Axiom Capital Management's Gordon Johnson made a startling comparison this week, saying that yieldco 8point3 Energy Partners (NASDAQ:CAFD) looks a lot like the now bankrupt SunEdison and the recently bailed-out SolarCity. If he's right and the yieldco is built on unstable ground, it could justify the stock's drop over the last few months and be a warning for investors.
But Johnson may also be looking for a problem where there isn't one. I dug into 8point3 Energy Partners' recent filings to tease out where there's concern and where there isn't.
Where 8point3 Energy Partners isn't on solid footing
One of the claims Johnson made to a Benzinga reporter is that 8point3 Energy Partners isn't paying down debt like its yieldco peers. And that is true.
The yieldco has used a term loan ($575 million) and revolving credit facility ($200 million) and a $50 million seller's note with First Solar (NASDAQ:FSLR) to finance projects. All told, it had $763 million in debt outstanding at its last disclosure. And with only $14.3 million in cash on hand at the end of the fourth quarter and $10 million in cash used to buy the Stateline project, the cash level is likely down to about $4 million, which is low.
If you compare the debt level to the $109.8 million midpoint of guidance for EBITDA (earnings before interest, taxes, depreciation, and amortization), 8point3 Energy partners has a debt-to-EBITDA ratio of 6.9, which is toward the high end of where yieldco debt levels are at competitors. But with NextEra Energy at a debt-to-EBITDA ratio of 5.5 and TerraForm Power at 9.3 (and recently being bought out), the ratio isn't as crazy as it may seem on the surface.
One criticism of the debt level is that it's short-term debt and isn't amortizing, or reducing the principal over time. That's a fair criticism, but since the debt doesn't mature until June 20, 2020 or later, there's low risk that the rug will be pulled out in the meantime. Because this is corporate debt and not project debt, it doesn't necessarily have to be paid down for the company to remain viable. And if the company wanted to, it could get financing for its projects elsewhere.
Financing options available
8point3 Energy Management's strategy has been to use the short-term debt I outlined above for around three years, until it can get an investment-grade rating from a rating agency for traditional bond debt. So, the goal will be to wait until then to refinance debt at a corporate level.

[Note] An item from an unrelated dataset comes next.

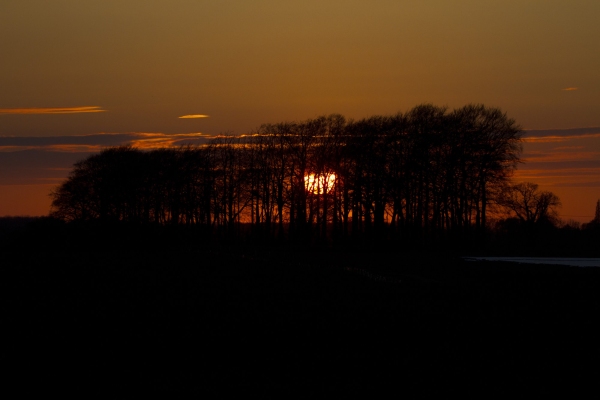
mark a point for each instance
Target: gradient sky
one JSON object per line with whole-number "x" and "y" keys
{"x": 72, "y": 72}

So far, 8point3 Energy Partners has kept all of its debt on a corporate level, but it could layer on project debt, something many yieldcos have done. This would likely be amortizing debt, like a mortgage, and would free up cash to either pay down current debt or acquire more assets to grow cash flows.
The point here is that while 8point3 Energy Partners hasn't been paying down debt like its competitors, there's a strategic reason for that, and the debt level itself isn't something to worry about.
Why 8point3 Energy Partners is nothing like SunEdison or SolarCity
What's really key is that 8point3 Energy Partners is in no way structured like SunEdison or SolarCity; it buys projects and pays out cash flows as a dividend. The worst that could happen is that it stops buying projects, and maybe makes a dilutive stock offering or a reduction in the dividend at some point. But since these are cash flow projects and the yieldco has very little in operating expenses, there's little risk the company will go belly-up.
SunEdison and SolarCity, on the other hand, were developers, in constant need of funding to keep their development businesses afloat. They needed projects constantly flowing through the system, and those projects had to be financed regularly.
In SunEdison's case, it counted on TerraForm Power and TerraForm Global to drop down assets, and once those yieldcos had yields that no longer made dropdowns accretive, the model fell apart. Borrowing costs rose for the yieldcos and for SunEdison, which led to bankruptcy. But it was the underlying need to keep pushing projects through the system to cover operating costs that brought SunEdison down.
SolarCity was in a similar situation. It had around $1 billion in operating costs, with sales and marketing teams across the country churning out customers on a constant basis. But it needed those customers to keep flowing through the system to stay afloat. And when its borrowing costs began to rise and the market moved toward residential solar sales instead of the leases that made SolarCity what it was, the company was in trouble.
Even 8point3 Energy Partners' sponsors First Solar and SunPower don't need the yieldco to buy projects to stay alive (like SunEdison did). They're moving to more component sales, and when they have projects they can't sell to their yieldco, they can sell to another utility or yieldco without a second thought.
Worry where there is none
I don't know if 8point3 Energy Partners' stock will increase in the next few months, but the idea that it is in trouble, in the way that SunEdison and SolarCity were, is misguided. They're very different companies with very different business models. And while 8point3 Energy Partners may not be living up to expectations from a stock-price or growth perspective, it's still a great dividend stock for investors willing to hold it long-term. And that's a good option for renewable-energy investors today.